Ce sujet peut certes paraître lointain, puisque la technologie n'est pas complètement mature et qu'aucune demande d'autorisation n'a été déposée pour l'heure au sein de l'Union européenne (UE) sur le bureau de l'autorité européenne de sécurité des aliments (Efsa). Il nous a néanmoins paru important de défricher cette question, car il semble que l'on soit progressivement en train d'approcher du passage entre le laboratoire et le site industriel. Exemple récent, l'entreprise américaine Upside Foods a passé la première étape de l'autorisation de mise sur le marché aux États-Unis en novembre 2022 et il se dit que, dans l'UE, de premiers dossiers pourraient être déposés dès 2023.
En France, pays où la gastronomie et l'élevage ont un ancrage pluriséculaire, cette innovation suscite bien sûr des réactions contrastées et passionnées. Des réticences fortes s'expriment, tantôt au sujet de la viabilité de notre élevage, tantôt au titre de la sécurité sanitaire de l'alimentation.
Le ministère de l'agriculture a émis de façon constante de fortes réserves à l'égard de cette technologie et a soutenu un amendement dans la loi « Climat et résilience » interdisant les « denrées alimentaires qui se composent de cultures cellulaires ou tissulaires dérivées d'animaux » dans la restauration collective publique.
Mais dans le même temps, Bpifrance a accordé sur des fonds européens une aide à plusieurs entreprises du secteur dans un contexte de forte compétition à l'échelle mondiale pour la maîtrise de cette technologie. Et ailleurs en Europe, les Pays-Bas, sur fond de crise de leur modèle agricole, ont fait de l'« agriculture cellulaire » l'un des cinq piliers de leur stratégie pour l'autonomie protéique.
Nous avons la chance d'avoir autour de la table les dirigeants des deux principales entreprises qui développent de la viande in vitro en France et deux personnalités qui, pour des raisons différentes, ont un regard plutôt critique sur cette technologie.

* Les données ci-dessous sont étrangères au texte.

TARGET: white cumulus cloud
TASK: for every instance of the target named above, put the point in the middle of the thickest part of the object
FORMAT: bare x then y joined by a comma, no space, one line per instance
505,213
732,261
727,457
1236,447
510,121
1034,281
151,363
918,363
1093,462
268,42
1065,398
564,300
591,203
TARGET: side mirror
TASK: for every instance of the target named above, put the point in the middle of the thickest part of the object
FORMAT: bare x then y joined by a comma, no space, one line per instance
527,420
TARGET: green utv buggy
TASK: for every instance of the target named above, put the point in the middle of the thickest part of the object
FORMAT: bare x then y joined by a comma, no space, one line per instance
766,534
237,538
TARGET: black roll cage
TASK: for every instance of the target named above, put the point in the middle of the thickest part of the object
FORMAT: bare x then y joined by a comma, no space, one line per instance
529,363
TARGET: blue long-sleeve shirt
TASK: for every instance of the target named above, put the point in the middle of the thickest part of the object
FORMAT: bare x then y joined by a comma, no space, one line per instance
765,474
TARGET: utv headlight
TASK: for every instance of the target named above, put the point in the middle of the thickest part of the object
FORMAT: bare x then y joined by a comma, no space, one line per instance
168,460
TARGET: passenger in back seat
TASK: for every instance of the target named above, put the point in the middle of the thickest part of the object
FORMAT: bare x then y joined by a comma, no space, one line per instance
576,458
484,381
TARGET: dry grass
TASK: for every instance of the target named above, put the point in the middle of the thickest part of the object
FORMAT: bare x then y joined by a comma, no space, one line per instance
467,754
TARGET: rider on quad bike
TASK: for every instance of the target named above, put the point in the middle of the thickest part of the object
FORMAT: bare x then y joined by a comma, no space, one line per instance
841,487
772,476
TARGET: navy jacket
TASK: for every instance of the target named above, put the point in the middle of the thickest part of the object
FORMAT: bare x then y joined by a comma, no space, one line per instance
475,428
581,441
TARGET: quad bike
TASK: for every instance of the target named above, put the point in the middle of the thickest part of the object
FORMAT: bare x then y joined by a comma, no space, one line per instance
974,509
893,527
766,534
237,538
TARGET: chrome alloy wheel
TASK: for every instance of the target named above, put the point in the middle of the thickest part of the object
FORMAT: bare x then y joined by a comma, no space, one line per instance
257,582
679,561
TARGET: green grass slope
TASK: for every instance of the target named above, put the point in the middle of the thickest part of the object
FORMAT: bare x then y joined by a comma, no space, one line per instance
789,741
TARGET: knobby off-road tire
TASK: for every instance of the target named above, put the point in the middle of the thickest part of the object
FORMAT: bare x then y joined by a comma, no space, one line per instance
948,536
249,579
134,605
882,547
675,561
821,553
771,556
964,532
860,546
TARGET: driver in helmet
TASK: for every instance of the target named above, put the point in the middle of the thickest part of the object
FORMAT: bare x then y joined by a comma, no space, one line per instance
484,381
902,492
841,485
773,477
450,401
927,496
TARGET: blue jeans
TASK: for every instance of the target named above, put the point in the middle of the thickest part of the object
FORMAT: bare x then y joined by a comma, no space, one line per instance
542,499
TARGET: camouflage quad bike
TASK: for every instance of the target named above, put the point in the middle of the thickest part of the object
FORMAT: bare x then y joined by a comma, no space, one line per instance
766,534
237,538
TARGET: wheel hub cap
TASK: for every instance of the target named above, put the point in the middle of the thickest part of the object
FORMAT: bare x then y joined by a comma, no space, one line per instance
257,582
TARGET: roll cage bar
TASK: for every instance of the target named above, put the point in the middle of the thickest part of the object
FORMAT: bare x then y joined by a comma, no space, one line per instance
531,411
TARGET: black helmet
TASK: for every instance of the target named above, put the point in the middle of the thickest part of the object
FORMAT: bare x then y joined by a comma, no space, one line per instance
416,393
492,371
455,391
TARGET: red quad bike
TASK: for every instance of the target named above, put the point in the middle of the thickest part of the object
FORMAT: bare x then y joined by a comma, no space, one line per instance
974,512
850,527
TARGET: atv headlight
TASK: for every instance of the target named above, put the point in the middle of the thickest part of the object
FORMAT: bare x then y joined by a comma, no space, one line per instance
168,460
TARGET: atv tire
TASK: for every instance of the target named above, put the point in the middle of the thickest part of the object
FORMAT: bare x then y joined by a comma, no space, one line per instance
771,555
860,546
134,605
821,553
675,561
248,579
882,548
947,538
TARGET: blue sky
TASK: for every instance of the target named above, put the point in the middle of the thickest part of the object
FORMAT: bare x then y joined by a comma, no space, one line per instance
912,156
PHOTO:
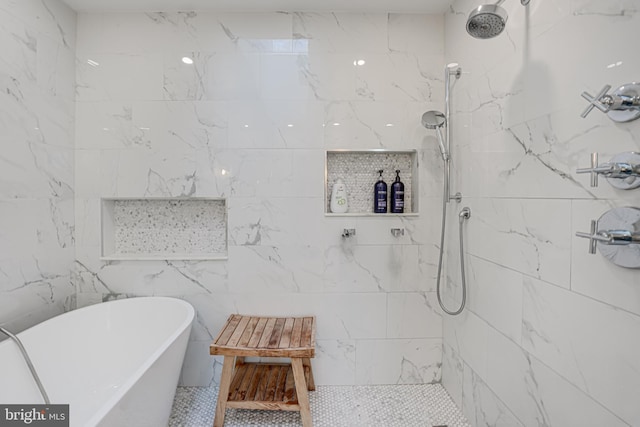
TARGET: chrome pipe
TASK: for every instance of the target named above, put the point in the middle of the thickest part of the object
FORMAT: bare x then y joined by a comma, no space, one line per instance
26,358
451,69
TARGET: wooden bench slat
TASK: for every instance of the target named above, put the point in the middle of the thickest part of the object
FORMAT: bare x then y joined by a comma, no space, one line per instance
274,341
297,333
266,335
257,333
228,330
248,385
285,340
280,386
289,388
246,381
255,383
270,395
307,326
237,334
261,391
237,380
248,332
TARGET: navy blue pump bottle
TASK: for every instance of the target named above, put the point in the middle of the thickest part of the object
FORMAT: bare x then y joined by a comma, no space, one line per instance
397,195
380,195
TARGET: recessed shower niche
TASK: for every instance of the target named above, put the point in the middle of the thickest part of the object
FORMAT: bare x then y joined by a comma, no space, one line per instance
358,169
164,229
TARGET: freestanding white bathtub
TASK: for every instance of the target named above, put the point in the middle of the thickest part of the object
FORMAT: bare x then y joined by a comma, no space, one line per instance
116,364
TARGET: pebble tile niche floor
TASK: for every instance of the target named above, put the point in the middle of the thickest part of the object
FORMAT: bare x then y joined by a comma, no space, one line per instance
423,405
359,172
146,226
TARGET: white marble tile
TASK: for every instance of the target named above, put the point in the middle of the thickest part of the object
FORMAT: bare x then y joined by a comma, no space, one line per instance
452,374
198,367
531,236
168,125
489,283
283,77
276,124
335,362
565,342
381,268
467,335
538,395
398,361
330,76
342,32
336,319
105,125
368,125
273,173
416,33
274,269
482,407
413,315
274,222
119,77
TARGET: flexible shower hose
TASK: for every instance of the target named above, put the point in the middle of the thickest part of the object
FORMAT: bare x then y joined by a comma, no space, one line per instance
463,215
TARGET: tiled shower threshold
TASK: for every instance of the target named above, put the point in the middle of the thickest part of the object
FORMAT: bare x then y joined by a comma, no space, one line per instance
424,405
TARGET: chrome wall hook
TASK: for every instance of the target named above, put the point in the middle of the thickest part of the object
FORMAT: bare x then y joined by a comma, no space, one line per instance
397,232
622,172
348,232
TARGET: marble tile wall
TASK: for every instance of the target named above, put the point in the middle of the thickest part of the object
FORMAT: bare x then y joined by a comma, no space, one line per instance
37,79
549,337
250,121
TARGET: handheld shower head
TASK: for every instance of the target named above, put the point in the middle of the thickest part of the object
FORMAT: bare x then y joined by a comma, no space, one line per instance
435,120
486,21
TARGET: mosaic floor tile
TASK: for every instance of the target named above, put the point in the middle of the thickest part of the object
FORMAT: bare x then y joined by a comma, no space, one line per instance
424,405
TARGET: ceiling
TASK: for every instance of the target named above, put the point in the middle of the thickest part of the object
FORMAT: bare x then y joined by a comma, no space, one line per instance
402,6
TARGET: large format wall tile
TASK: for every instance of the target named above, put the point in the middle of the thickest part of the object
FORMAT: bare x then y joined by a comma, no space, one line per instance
548,340
37,226
249,121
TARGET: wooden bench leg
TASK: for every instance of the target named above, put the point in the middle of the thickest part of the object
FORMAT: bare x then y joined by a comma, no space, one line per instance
311,385
302,392
223,392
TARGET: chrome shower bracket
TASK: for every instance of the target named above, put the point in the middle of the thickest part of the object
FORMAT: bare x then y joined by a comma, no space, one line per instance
617,236
348,232
622,172
623,105
397,232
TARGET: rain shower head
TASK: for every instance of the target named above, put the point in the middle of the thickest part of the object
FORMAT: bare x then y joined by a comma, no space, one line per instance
486,21
435,120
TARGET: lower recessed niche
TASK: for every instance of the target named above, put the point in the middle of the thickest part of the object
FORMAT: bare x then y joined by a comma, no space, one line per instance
165,229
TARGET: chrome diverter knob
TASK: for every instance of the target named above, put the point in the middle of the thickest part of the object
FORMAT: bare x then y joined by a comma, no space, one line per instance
618,232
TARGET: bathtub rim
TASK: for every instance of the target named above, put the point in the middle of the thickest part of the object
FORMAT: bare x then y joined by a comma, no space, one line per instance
184,326
150,360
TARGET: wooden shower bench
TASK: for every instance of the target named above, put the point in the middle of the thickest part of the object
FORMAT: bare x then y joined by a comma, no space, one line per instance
271,386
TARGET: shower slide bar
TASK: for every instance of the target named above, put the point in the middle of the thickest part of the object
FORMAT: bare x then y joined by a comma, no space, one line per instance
27,359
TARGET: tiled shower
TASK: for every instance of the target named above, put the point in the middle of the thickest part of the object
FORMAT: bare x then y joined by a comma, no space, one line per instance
100,106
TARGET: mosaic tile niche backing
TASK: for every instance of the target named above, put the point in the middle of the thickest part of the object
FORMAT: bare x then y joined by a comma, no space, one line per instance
164,228
359,172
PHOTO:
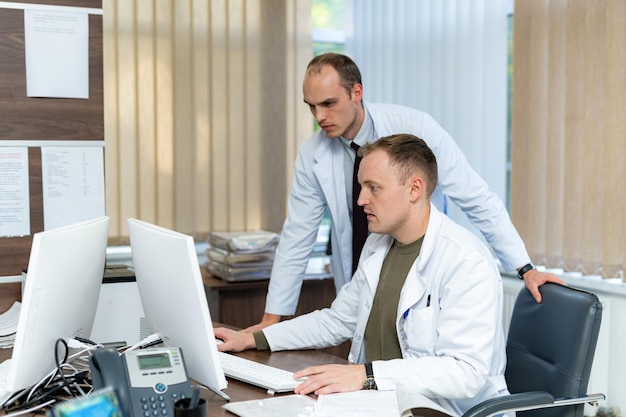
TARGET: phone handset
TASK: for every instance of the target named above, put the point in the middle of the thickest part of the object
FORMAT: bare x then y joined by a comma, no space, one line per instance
146,380
108,370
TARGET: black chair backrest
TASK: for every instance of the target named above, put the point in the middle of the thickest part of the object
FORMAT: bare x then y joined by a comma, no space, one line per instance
550,346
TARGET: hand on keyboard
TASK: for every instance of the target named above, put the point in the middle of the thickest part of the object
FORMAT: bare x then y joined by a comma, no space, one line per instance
327,379
272,378
233,341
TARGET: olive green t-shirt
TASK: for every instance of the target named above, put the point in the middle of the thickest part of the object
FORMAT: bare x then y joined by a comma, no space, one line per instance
381,339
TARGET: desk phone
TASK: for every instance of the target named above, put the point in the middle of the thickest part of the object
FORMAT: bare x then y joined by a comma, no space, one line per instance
147,381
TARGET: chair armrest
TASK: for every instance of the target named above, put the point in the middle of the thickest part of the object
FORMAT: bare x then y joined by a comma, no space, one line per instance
497,405
527,401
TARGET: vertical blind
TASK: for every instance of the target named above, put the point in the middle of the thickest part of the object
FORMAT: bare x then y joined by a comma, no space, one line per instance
568,142
203,111
447,58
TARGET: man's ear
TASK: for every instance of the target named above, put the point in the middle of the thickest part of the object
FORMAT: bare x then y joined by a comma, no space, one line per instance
417,188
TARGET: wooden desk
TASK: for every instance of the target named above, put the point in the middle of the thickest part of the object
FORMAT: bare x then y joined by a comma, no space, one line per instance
242,304
240,391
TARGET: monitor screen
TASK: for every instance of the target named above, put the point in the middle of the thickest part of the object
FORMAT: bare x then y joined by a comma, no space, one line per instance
60,296
173,298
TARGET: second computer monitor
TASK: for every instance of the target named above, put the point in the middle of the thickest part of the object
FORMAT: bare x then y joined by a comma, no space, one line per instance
173,298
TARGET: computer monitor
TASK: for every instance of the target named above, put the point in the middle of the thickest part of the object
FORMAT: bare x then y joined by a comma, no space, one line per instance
173,298
59,297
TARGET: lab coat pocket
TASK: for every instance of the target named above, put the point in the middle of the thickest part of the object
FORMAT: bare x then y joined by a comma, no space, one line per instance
420,331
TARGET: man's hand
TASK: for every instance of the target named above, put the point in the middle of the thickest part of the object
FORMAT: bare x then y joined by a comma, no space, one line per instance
268,319
327,379
533,279
234,341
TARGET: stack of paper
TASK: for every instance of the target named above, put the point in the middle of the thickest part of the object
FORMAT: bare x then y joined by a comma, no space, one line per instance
241,256
8,325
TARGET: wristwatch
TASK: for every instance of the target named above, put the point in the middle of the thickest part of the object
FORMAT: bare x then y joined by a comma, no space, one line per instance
524,269
369,382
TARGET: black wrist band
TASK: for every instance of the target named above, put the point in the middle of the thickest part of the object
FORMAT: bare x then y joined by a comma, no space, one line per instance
524,269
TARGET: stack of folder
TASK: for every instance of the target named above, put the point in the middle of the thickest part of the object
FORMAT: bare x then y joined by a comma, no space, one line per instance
241,256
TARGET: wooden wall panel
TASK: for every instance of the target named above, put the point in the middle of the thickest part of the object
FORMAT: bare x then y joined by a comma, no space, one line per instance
40,119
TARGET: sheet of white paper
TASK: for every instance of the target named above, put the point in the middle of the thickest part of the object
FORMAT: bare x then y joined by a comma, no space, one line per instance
281,406
57,54
14,196
73,184
370,403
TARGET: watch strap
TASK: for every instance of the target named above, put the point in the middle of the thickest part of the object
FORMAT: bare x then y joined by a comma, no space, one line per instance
524,269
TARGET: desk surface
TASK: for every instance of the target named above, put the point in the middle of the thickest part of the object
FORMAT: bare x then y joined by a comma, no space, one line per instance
240,391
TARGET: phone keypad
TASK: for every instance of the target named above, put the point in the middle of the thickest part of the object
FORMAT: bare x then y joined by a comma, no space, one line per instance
154,406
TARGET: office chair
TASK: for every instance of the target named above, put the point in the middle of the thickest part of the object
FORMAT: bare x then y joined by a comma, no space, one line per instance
550,349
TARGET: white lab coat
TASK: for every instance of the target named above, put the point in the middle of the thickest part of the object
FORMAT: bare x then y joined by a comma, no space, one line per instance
453,350
319,182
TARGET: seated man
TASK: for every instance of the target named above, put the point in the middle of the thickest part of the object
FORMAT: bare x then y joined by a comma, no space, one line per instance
424,308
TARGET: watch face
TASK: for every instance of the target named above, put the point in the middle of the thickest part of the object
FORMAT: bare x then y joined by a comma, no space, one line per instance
369,383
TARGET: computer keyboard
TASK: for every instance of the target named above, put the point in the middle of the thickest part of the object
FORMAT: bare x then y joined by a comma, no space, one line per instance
255,373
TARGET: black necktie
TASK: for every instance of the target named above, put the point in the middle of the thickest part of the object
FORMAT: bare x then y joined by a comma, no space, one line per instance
359,219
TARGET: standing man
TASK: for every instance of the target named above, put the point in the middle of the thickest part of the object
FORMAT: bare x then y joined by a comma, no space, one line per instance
323,177
424,308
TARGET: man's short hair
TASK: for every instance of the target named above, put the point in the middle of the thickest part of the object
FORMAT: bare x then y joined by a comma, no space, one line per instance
408,154
349,73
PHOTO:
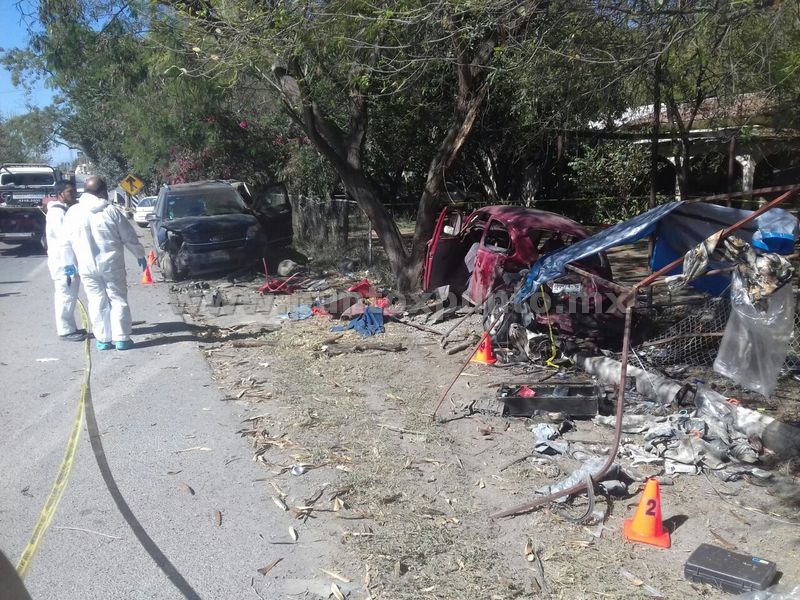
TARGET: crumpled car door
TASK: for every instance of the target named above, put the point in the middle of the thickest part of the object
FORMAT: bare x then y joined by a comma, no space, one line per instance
488,268
444,256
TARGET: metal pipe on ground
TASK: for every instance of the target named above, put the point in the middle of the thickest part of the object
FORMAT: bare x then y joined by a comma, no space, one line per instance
612,454
791,443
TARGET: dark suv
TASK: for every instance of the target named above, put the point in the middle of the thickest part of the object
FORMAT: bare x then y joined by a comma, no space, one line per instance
204,227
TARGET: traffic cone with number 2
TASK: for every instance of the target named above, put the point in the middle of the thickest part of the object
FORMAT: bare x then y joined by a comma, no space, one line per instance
147,277
646,526
484,354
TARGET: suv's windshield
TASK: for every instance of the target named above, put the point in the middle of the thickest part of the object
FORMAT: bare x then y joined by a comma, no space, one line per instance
27,179
203,203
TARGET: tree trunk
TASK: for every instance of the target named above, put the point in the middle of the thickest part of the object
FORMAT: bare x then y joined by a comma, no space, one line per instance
655,133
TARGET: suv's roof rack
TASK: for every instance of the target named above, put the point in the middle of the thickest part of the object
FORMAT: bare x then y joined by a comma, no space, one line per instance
28,165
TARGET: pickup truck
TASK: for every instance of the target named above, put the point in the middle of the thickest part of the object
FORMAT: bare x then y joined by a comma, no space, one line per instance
23,189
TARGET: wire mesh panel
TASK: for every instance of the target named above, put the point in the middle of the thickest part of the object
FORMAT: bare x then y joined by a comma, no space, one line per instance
686,341
693,340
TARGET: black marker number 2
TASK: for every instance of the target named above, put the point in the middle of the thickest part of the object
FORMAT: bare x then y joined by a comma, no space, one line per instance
651,508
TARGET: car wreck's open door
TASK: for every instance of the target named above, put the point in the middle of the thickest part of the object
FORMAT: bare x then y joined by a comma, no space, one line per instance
444,259
490,258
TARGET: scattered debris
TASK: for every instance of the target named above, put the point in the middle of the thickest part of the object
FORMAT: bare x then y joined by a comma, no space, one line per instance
266,569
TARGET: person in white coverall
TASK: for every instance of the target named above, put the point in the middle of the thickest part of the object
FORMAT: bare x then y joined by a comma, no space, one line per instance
98,232
59,253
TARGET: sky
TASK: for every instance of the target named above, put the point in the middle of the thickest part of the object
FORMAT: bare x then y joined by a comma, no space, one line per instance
14,101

Nous recevons ainsi : M. Nicolas Morin-Forest, cofondateur et président de Gourmey, start-up hébergée au Génopole à Évry, qui entend fabriquer du « foie gras de culture » ; M. Étienne Duthoit, directeur général de Vital Meat, filiale du groupe Grimaud spécialisé dans la sélection animale et l'élevage de volaille, qui souhaite fabriquer des cellules de poulet pour des plats transformés, par exemple des nuggets ; M. Jean-François Hocquette, directeur de recherche à l'unité mixte de recherche sur les herbivores à l'Institut national de recherche pour l'agriculture, l'alimentation et l'environnement (Inrae) - il a publié de nombreux articles sur la viande in vitro et ses limites - ; enfin, M. Thierry Marx, dont je précise qu'il s'exprime en tant que chef étoilé et non en tant que président de l'Union des métiers et des industries de l'hôtellerie (Umih). Thierry Marx a ouvert avec son associé, le chimiste Raphaël Haumont, un « Centre français d'innovation culinaire » à Paris-Saclay, qui s'intéresse à l'alimentation de demain. Il a, pour l'anecdote, cuisiné une poularde au vin jaune et aux morilles pour Thomas Pesquet quand il était dans la station spatiale internationale. Mais je crois que, se définissant comme flexitarien ou végétarien, Thierry Marx nous parlera plutôt de la végétalisation de notre alimentation, qu'il voit comme une clé de notre transition alimentaire.
M. Nicolas Morin-Forest, cofondateur et président de Gourmey. - Réfléchir sur la filière émergente de la viande de culture est une initiative pionnière et je vous en remercie. Cela démontre la capacité de la France à se poser les bonnes questions au bon moment.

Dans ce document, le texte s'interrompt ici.